Partial Fraction is thinking one fraction as a sums of multiple fractions.
(Especially the ones with factorable denominator)

\[\begin{gather} \frac{f(x)}{g(x)h(x)} = \frac{a}{g(x)} + \frac{b}{h(x)} \\\\ \implies f(x) = a \cdot h(x) + b \cdot g(x) \end{gather}\]

So it becomes easier to integrate with sums because we can now distribute integral.

\[\begin{gather} \int \frac{f(x)}{g(x)h(x)} \,dx = \int \frac{a}{g(x)} + \frac{b}{h(x)} \,dx \end{gather}\]

Plug in values to isolate the variable

\[\begin{gather} a \cdot g(x) + b \cdot h(x) = f(x) \end{gather}\]
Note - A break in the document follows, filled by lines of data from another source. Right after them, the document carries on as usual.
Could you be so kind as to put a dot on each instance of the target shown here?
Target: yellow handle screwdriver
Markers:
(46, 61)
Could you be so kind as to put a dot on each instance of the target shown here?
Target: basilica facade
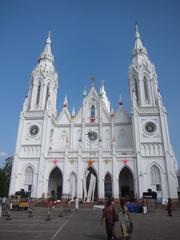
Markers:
(95, 152)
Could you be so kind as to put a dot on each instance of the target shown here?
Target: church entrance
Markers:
(126, 184)
(90, 185)
(55, 184)
(108, 186)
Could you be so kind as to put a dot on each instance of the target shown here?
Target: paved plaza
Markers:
(86, 225)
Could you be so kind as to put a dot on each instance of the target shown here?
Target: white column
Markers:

We can let $x = k$ which makes $g(k) = 0$.

So the equation becomes

\[\begin{gather} a \cdot g(k) + b \cdot h(k) = f(k) \\ \implies a \cdot 0 + b \cdot h(k) = f(k) \end{gather}\]

Then we can solve for b since $h(k)$ and $f(k)$ is now evaluated to constant.

We can repeat this to solve a or other variables.

Systems of equation

We can also use systems of equation to solve for a and b.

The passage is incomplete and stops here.